The internet continues to grow more interwoven, interdependent and fragile, with power increasingly concentrated in a handful of big cloud players. When a cyberattack brings down one of them, there is often extensive collateral damage to the thousands of enterprises relying on its service.
Case in point: in late October Amazon’s Route 53 DNS server was hit by a distributed denial of service (DDoS) attack (1). Amazon Route 53 connects user requests to infrastructure running in AWS, including Amazon S3 storage buckets, so this attack ultimately left many S3 customers across the United States unable to access their storage systems for approximately eight hours. This didn’t do much to raise enterprises’ confidence in the availability and security of their cloud-based data stores.
Cloud service providers are increasingly high-value targets for hackers—an opportunity to inflict the most harm with the least amount of work. As cloud adoption has increased dramatically, so too have attacks targeted at cloud service providers, with many cybersecurity experts predicting attacks on cloud networks to increase significantly this year (2).
Where does this leave you – the enterprise relying on the cloud for mission-critical services? What happens when your key cloud service goes down? Because these cloud service attacks are inevitable, you need to prepare for a rainy day. This involves prioritizing preparation and planning to ensure resilience. Some keys for doing this include:
Monitor the health of all cloud infrastructure you’re using – whether for DNS, storage, infrastructure as a service (IaaS), or something else. Because you can’t directly control this infrastructure, keeping a close eye on it is a must. In simple terms, this means pinging the cloud infrastructure at regular intervals around the clock, to ensure fast and reliable response.
There’s an important word of caution here: don’t monitor the cloud only from a cloud-based vantage point. While monitoring from the cloud is an easy, lower-cost approach, if your cloud-based service is in the same cloud you’re monitoring from, you’ll lose both the cloud-based service and your monitoring. This leaves you blind, with no idea your cloud-based service is down.
Monitor the end-user experience, from a wide variety of geographic and network vantage points. We suggest using backbone, ISP, wireless or other non-cloud vantage points as part of a monitoring mix focused on the end-user experience. Degrading end-user experiences (high latency, unavailability) across any one of a variety of network vantage points are often one of the first signs that something may be going wrong with a cloud-based service. That’s how we detected problems with the AWS DNS service several hours before Amazon reported it – by noticing persistent end-user glitches in San Francisco and intermittent issues in Boston, Chicago and Dallas. Monitoring end-user experiences alongside the actual cloud infrastructure provides the most comprehensive picture of cloud service health.

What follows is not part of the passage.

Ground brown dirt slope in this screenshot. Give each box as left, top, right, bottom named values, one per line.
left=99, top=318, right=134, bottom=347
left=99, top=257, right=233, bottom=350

Beyond major outages, end-user performance monitoring is also a best practice for determining slight and/or brief performance degradations across certain geographies, which can quickly spread to others. It might also help you enforce service level agreements.
Have back-up and contingency plans in place. This may mean a multi-cloud strategy, where workloads can quickly and easily be shifted from one cloud service provider to another in the event of an outage. Such strategies can require some additional work and resources, but are often worth it. To its credit, Amazon had DNS backup plans in place for their incident, as packets were eventually re-routed through Neustar. That took over six hours though. If your organization had its own backups at the ready, your availability gaps would have been resolved much more quickly.
Another approach is having contingency plans to remove cloud-supported components from your site in the event of a problem. This might include popular cloud-based analytics services, like Google Analytics and Salesforce Analytics Cloud, which are incorporated into many modern websites. When a service like this experiences a problem, it can quickly create a domino effect, dragging down performance for the sites it supports. Enterprises should have contingency plans in place to either remove such services immediately, and/or replace them with a backup.
In summary, cyberattacks that bring down major cloud services are no longer a question of if, but when. In most cases, using the cloud will ensure a higher level of security than most organizations can achieve on their own. However, any enterprise relying on the cloud must take proactive steps to mitigate the impact of increasingly common attacks, thus helping contain the nasty byproduct of unplanned downtime.